Single by Blind Faith

from the album Blind Faith
- A-side: "Well All Right"
- Released: August 1969
- Recorded: London, Spring 1969
- Genre: Folk rock
- Length: 3:16
- Label: Polydor
- Songwriter: Steve Winwood
- Producer: Jimmy Miller

Official audio
- "Can't Find My Way Home" on YouTube

= Can't Find My Way Home =

1969 single by Blind Faith

"Can't Find My Way Home" is a song written by Steve Winwood that was first released by the English rock supergroup Blind Faith on their 1969 self-titled lone album. The song was also issued as a single B-side in some countries in 1969 and as an A-side, on the RSO label in the United States, in 1977.

==Origin and meaning==
Winwood appears to have never spoken publicly about the origin or meaning of the song. He has said that "When I write a song, I don't like to have to explain it afterwards. To me, it's like telling a joke, then having to explain it. The explanation doesn't add to the song at all."

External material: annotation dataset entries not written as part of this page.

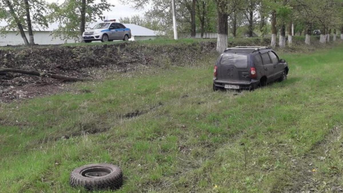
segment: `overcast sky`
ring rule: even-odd
[[[49,3],[55,2],[62,3],[64,1],[64,0],[46,0]],[[119,0],[109,0],[107,2],[115,5],[112,8],[112,10],[110,11],[106,11],[104,13],[104,16],[108,17],[109,19],[119,20],[120,17],[123,18],[137,14],[143,16],[147,9],[147,8],[146,8],[145,9],[142,10],[136,10],[131,8],[130,5],[123,4]]]

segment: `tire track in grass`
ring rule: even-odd
[[[320,166],[316,165],[315,163],[330,161],[330,160],[327,161],[330,159],[330,151],[334,144],[342,141],[343,134],[342,127],[343,126],[342,125],[333,127],[328,132],[324,139],[315,144],[309,152],[300,158],[292,160],[291,178],[292,179],[293,185],[285,188],[283,192],[290,193],[324,191],[327,192],[340,192],[343,191],[343,186],[340,185],[339,183],[337,181],[333,182],[332,184],[327,182],[323,183],[323,182],[325,181],[321,180],[325,180],[322,178],[324,177],[320,175],[323,174],[319,174],[319,178],[316,176],[316,173],[320,172],[320,169],[318,168]],[[331,169],[337,169],[334,167],[332,167]],[[339,179],[342,180],[341,177]],[[321,180],[318,180],[319,179]]]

Winwood was 21 or younger when he wrote the song.

== Personnel ==
- Steve Winwood – vocals, guitars, keyboards
- Eric Clapton – guitars
- Ric Grech – bass guitar
- Ginger Baker – drums, percussion

== Reception ==
Rolling Stone, in a review of the album, noted that the song featured "Ginger Baker's highly innovative percussion" and judged the lyric "...I'm wasted and I can't find my way home" to be "delightful".

==Cover versions==
Eric Clapton tapped American actress and singer Yvonne Elliman to sing "Can't Find My Way Home" during his 1976 and 1977 concert tours.